대한전기학회:학술대회논문집 (Proceedings of the KIEE Conference)
- 대한전기학회 2003년도 학술회의 논문집 정보 및 제어부문 B
- /
- Pages.836-839
- /
- 2003
문장음성인식을 위한 VCCV 기반의 효율적인 언어모델
Efficient Language Model based on VCCV unit for Sentence Speech Recognition
- 발행 : 2003.11.21
초록
In this paper, we implement a language model by a bigram and evaluate proper smoothing technique for unit of low perplexity.

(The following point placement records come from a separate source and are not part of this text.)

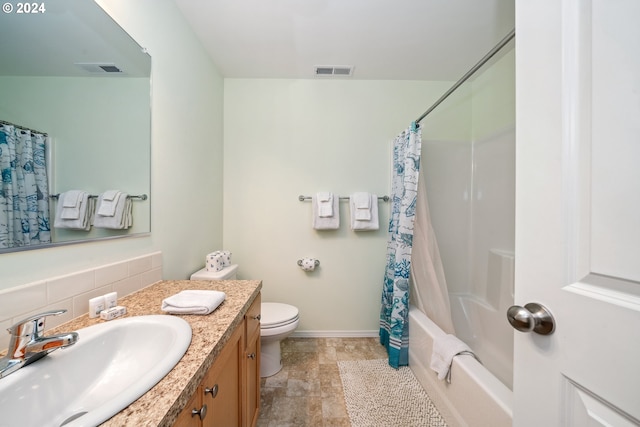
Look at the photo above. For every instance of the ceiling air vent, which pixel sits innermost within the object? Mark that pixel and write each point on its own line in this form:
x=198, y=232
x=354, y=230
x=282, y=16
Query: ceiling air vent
x=99, y=68
x=334, y=70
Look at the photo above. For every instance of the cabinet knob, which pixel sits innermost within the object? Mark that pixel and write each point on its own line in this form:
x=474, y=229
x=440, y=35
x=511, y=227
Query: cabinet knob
x=201, y=413
x=213, y=390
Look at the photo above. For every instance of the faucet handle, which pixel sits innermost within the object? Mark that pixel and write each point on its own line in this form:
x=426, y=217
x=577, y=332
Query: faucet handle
x=33, y=325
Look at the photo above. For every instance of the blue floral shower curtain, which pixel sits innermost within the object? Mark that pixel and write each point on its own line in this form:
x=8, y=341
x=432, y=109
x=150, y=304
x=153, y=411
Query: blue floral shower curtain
x=394, y=312
x=24, y=193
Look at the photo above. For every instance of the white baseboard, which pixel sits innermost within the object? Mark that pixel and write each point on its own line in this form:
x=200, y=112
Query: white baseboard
x=335, y=334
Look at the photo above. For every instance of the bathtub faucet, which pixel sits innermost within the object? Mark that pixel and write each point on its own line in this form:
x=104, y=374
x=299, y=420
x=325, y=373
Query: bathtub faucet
x=28, y=343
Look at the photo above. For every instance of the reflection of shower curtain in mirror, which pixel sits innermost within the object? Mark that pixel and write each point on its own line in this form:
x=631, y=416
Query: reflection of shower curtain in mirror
x=24, y=193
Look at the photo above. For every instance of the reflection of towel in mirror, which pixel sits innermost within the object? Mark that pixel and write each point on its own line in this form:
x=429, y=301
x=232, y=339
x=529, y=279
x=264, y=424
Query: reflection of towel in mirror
x=78, y=216
x=120, y=218
x=70, y=202
x=193, y=302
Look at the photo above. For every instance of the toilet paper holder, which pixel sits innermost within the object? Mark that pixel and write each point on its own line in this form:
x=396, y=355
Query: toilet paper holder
x=315, y=262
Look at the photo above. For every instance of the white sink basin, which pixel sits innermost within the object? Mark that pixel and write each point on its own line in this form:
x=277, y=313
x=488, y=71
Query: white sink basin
x=111, y=365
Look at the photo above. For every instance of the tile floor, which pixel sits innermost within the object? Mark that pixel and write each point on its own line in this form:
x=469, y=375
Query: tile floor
x=308, y=390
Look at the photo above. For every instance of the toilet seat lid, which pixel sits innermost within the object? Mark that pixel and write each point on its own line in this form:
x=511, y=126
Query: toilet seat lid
x=275, y=314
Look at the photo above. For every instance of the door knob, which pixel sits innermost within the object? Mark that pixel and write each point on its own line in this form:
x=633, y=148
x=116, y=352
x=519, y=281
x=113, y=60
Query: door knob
x=532, y=317
x=202, y=412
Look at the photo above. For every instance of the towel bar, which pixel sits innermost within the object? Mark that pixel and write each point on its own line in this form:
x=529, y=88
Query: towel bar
x=93, y=196
x=303, y=198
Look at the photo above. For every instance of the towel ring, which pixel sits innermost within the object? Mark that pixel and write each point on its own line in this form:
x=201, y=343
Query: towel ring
x=315, y=263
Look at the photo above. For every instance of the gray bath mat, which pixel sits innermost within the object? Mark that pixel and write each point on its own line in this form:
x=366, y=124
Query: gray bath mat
x=378, y=395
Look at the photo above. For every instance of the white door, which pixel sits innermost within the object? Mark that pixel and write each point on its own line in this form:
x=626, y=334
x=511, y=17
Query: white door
x=578, y=211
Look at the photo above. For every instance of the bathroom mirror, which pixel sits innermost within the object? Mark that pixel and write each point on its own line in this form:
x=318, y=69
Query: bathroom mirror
x=68, y=70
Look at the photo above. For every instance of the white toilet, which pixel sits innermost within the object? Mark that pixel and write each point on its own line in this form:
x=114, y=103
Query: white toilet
x=277, y=322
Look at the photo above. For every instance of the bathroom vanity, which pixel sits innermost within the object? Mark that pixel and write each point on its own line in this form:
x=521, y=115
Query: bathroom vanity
x=220, y=369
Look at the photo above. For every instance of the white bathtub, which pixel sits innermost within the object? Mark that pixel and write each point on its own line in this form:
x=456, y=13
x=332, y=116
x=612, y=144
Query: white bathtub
x=474, y=398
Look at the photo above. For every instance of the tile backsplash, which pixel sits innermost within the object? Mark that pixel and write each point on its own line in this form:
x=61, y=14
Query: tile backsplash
x=73, y=291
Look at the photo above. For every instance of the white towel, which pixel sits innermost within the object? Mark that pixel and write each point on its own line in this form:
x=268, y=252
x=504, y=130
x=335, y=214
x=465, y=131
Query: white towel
x=362, y=205
x=325, y=223
x=108, y=203
x=193, y=302
x=121, y=218
x=85, y=210
x=364, y=225
x=445, y=348
x=325, y=204
x=70, y=202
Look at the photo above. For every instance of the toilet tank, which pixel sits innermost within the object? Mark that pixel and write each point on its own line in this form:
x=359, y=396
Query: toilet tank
x=227, y=273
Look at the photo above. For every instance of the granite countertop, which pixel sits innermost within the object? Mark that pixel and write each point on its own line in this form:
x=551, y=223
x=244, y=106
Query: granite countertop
x=161, y=405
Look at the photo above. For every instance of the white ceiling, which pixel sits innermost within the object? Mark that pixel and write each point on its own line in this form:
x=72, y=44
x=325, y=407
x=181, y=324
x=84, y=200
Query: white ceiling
x=382, y=39
x=68, y=33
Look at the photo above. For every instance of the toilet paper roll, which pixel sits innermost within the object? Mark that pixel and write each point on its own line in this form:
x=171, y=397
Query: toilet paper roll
x=308, y=264
x=225, y=256
x=214, y=262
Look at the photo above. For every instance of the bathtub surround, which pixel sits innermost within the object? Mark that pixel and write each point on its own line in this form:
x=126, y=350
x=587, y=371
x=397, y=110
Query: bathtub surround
x=74, y=290
x=474, y=398
x=394, y=324
x=429, y=291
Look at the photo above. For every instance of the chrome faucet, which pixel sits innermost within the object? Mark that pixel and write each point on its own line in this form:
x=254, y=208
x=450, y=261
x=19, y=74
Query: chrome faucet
x=29, y=344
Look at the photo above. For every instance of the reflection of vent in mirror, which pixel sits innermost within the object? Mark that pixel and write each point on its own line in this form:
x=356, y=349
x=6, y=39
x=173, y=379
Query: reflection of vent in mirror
x=99, y=68
x=331, y=70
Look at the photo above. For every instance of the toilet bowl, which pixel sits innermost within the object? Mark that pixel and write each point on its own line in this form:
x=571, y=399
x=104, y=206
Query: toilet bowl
x=277, y=321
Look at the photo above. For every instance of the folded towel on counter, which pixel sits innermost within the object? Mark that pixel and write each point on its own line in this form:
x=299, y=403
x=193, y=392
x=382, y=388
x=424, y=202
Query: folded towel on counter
x=82, y=215
x=122, y=216
x=358, y=224
x=325, y=222
x=362, y=205
x=445, y=348
x=193, y=302
x=325, y=204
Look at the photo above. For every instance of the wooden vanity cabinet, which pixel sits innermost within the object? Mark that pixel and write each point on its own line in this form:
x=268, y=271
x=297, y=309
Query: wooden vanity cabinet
x=229, y=394
x=252, y=364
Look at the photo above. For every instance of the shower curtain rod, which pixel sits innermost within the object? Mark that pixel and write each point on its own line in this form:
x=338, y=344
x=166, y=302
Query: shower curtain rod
x=469, y=73
x=3, y=122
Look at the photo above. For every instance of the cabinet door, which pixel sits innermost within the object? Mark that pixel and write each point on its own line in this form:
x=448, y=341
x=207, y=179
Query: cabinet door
x=222, y=385
x=187, y=418
x=252, y=398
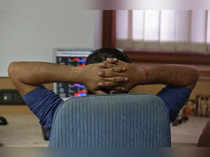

Word, morpheme, clause units are widely used as a language processing unit of the language model. We propose VCCV units which have more small vocabulary than morpheme and clauses units. We compare the VCCV units with the clause and the morpheme units using the perplexity. The most common metric for evaluating a language model is the probability that the model assigns the derivative measures of perplexity. Smoothing used to estimate probabilities when there are insufficient data to estimate probabilities accurately. In this paper, we constructed the N-grams of the VCCV units with low perplexity and tested the language model using Katz, Witten-Bell, absolute, modified Kneser-Ney smoothing and so on. In the experiment results, the modified Kneser-Ney smoothing is tested proper smoothing technique for VCCV units.